As early as playing in the fourth grade orchestra Sarah began to realize the joy that comes from getting better and better. It wasn’t long before she knew that her future would be driven by violin and music. Through high school she played in the Portland Youth Philharmonic Orchestra and the Salem Orchestra. Feeling not quite ready for college, Sarah enrolled at Mt. Hood Community College for two years of music pre-requisites that help prepare students for more advanced degrees from four year colleges. Then ready and wanting a bit of a change from the Pacific Northwest, Sarah and her boyfriend (to be husband) decided to pursue music education at the University of Miami, where she graduated with a Bachelors of Arts in Music Education. While focusing on becoming a music teacher, Sarah kept her violin practice up by playing in pit-orchestras for pop concerts, fashion shows, ballet performances, even video games…wherever a violin was needed.

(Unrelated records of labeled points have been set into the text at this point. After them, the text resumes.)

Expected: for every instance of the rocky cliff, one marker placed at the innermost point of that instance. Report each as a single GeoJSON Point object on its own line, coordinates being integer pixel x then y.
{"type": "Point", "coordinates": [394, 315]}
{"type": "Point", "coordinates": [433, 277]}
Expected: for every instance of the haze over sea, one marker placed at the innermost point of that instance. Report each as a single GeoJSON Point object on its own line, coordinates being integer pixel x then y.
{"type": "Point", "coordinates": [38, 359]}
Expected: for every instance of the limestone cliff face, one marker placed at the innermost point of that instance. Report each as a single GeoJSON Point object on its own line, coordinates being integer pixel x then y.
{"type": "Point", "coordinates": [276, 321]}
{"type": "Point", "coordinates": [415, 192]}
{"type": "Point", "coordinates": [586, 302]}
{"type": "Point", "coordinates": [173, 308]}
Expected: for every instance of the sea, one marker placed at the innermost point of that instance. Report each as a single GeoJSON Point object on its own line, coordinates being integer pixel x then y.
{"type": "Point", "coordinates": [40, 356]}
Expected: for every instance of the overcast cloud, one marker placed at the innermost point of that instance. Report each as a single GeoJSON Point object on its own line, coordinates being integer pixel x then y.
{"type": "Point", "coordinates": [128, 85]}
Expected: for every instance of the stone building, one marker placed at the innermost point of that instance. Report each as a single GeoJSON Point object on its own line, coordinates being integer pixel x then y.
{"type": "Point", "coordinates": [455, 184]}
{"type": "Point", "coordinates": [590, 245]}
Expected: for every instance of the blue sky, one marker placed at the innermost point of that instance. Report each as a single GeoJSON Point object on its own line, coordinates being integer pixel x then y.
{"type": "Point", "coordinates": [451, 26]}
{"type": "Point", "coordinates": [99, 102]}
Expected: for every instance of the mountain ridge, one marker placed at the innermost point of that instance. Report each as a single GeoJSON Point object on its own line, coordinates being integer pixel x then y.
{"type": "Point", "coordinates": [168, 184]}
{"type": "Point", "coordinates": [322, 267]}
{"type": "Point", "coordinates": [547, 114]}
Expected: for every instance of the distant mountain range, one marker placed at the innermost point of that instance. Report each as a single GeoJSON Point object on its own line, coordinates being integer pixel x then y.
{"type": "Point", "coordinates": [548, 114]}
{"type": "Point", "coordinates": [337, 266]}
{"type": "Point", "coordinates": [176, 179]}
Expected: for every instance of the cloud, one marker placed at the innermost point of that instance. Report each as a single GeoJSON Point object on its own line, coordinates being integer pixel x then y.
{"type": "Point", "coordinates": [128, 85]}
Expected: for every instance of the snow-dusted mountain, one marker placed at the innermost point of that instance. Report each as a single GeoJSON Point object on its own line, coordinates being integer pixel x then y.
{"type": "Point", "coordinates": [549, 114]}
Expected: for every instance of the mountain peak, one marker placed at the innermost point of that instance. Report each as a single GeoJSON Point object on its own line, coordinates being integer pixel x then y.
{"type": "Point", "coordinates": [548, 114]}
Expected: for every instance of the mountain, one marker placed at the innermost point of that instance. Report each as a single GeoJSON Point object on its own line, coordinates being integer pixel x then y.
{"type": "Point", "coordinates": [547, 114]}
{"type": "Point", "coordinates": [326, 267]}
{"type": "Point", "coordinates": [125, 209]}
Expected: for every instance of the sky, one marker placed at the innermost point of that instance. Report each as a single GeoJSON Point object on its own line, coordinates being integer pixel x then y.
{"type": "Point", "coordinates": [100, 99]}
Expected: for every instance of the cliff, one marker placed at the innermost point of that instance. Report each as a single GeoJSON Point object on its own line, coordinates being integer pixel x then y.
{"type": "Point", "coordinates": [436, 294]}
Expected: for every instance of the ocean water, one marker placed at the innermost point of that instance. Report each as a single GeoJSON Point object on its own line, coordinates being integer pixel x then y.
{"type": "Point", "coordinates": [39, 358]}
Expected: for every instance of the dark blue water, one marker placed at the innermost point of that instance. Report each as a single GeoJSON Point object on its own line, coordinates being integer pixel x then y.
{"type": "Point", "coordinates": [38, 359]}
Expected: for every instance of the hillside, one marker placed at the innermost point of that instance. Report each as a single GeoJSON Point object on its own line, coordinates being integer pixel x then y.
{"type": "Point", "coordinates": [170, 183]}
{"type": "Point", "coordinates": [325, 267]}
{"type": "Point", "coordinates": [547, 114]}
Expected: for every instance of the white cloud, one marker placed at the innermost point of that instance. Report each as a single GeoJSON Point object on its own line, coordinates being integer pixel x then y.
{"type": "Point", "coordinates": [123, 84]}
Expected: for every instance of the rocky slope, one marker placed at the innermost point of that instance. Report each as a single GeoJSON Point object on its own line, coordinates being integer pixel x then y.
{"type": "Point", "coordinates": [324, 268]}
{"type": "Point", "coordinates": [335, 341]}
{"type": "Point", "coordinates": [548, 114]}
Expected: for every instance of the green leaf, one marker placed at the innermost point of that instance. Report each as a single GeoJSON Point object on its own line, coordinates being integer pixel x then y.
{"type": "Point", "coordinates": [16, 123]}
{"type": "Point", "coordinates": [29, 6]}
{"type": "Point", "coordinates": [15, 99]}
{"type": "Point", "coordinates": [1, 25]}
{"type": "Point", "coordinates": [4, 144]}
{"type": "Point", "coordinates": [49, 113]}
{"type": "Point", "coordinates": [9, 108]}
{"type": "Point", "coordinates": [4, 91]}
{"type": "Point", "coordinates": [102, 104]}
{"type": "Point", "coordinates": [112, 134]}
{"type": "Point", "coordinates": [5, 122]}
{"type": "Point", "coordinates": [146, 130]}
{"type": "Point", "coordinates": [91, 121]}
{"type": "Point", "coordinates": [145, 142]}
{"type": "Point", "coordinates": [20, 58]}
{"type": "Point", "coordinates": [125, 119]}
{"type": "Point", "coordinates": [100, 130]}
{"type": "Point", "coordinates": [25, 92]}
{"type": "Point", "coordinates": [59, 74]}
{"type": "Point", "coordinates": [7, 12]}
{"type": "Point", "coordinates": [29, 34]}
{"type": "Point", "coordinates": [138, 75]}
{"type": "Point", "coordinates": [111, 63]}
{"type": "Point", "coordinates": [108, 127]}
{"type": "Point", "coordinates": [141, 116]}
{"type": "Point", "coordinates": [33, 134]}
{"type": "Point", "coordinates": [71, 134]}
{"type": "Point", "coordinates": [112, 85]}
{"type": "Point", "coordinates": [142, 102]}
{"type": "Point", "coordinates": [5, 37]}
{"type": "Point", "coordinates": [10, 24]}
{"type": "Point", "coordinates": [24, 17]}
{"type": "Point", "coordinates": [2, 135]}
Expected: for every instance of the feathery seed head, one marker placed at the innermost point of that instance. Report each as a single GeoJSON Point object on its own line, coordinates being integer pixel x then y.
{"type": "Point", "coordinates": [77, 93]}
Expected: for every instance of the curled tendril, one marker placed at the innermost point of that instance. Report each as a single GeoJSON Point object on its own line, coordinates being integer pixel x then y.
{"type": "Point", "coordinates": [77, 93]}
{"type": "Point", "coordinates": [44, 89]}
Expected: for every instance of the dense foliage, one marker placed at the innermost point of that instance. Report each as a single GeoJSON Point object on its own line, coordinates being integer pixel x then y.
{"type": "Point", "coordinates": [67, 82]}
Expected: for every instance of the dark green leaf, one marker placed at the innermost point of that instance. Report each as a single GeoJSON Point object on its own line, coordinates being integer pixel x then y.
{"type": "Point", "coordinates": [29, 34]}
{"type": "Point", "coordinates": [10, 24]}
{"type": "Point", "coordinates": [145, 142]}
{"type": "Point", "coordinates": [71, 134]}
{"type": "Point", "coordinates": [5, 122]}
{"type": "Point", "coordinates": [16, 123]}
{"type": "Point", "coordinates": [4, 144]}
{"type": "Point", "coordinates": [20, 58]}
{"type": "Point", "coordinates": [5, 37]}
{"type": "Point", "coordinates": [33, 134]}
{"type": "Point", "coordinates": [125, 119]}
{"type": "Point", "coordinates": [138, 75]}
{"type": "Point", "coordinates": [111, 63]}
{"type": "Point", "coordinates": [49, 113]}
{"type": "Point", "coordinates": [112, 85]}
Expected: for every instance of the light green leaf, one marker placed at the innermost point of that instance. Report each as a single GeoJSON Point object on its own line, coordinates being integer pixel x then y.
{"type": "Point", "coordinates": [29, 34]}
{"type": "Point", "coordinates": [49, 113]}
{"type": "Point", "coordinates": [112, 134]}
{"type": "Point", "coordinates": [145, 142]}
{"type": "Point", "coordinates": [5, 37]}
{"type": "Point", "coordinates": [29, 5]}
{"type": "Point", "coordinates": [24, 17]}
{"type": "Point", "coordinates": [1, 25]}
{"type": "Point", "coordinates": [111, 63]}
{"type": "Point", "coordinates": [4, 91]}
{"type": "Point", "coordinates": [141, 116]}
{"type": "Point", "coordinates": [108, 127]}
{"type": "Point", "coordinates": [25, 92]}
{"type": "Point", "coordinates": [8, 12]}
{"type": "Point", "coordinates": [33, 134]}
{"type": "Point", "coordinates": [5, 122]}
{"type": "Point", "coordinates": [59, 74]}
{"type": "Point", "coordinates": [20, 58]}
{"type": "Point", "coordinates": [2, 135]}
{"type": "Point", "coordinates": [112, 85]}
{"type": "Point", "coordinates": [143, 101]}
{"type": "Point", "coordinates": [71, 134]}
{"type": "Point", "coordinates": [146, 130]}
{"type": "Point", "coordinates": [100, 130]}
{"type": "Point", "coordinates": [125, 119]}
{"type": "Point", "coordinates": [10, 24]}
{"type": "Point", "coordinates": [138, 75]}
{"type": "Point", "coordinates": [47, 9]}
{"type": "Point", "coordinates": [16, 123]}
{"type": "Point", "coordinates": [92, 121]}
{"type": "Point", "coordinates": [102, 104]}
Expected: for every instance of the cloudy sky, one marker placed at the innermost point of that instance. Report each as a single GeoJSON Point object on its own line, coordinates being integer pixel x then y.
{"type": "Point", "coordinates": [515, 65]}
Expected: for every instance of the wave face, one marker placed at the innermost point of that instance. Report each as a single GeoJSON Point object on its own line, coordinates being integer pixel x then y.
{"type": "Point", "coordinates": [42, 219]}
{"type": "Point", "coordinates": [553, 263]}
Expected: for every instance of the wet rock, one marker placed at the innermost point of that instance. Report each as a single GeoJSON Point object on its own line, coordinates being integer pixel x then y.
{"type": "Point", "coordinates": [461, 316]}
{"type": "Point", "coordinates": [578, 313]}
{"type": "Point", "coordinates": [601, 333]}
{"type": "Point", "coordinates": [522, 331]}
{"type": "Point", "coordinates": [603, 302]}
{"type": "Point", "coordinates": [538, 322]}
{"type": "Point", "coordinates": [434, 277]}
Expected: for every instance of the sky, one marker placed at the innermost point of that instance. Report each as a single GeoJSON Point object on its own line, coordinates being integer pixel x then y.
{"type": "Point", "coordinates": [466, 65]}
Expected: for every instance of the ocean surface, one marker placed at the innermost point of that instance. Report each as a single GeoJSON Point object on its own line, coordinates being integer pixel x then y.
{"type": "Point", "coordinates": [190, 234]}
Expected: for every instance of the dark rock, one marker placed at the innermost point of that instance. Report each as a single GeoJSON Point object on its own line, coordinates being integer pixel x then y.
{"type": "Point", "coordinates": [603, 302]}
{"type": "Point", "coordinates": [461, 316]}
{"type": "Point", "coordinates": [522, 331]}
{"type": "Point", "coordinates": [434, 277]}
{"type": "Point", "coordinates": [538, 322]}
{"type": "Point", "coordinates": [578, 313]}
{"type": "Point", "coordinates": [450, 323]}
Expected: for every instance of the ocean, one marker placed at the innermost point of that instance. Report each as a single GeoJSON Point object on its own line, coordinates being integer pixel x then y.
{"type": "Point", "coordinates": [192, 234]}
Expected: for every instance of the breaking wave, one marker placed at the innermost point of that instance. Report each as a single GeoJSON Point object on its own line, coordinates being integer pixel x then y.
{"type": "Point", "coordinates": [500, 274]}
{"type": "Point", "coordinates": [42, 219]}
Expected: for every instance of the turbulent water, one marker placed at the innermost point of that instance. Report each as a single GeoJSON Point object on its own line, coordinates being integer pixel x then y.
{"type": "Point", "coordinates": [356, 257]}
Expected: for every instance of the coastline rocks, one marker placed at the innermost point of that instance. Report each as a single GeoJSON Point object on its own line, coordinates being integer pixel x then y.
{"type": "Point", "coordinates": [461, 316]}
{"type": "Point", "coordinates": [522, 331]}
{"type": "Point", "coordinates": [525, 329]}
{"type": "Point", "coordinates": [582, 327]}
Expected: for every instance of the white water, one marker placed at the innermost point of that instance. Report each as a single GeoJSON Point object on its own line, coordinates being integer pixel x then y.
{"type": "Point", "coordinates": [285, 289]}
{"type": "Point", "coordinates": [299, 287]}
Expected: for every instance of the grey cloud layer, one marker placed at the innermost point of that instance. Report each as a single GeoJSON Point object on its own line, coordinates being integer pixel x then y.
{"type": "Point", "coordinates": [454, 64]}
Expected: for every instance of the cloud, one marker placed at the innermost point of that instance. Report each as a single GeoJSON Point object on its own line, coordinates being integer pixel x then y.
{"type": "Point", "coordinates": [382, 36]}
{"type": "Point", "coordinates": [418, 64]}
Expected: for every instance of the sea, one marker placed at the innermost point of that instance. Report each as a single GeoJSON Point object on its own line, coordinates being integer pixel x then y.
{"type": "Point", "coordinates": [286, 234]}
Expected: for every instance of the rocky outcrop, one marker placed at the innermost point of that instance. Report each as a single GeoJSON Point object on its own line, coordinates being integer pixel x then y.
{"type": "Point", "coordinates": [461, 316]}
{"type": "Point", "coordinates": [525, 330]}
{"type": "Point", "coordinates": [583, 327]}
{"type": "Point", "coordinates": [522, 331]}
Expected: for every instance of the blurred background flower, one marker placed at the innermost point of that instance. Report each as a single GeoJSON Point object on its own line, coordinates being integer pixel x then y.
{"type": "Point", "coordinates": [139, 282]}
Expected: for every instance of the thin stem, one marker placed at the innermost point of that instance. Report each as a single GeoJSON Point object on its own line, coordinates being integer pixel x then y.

After graduation Sarah and her bass-playing husband returned to Salem and then Bend. Fast forward to today where Sarah teaches at High Lakes Elementary School. That can be 11 classes a day, plus two levels of orchestra. Then there’s the two, four and six year olds waiting for her at home. And let’s not forget the symphony, where she takes her job as concert master and section chair very seriously. “The symphony provides me with the musical outlet of my years of learning.” As concert master, Sarah tunes and readies the orchestra. As section leader, she collaborates with other section leaders and with conductor Michael Gesme on stylistic and articulation decisions within the music.
Focusing on the orchestra as a whole, rather than just her performance, makes her, in her own words, “More active in rehearsals and keeps up my expected level of professionalism. It is the collective outcome of my years of learning.”
And how fortunate for Central Oregon to have this wonder woman of music bringing those years of learning to our youth and to our symphony.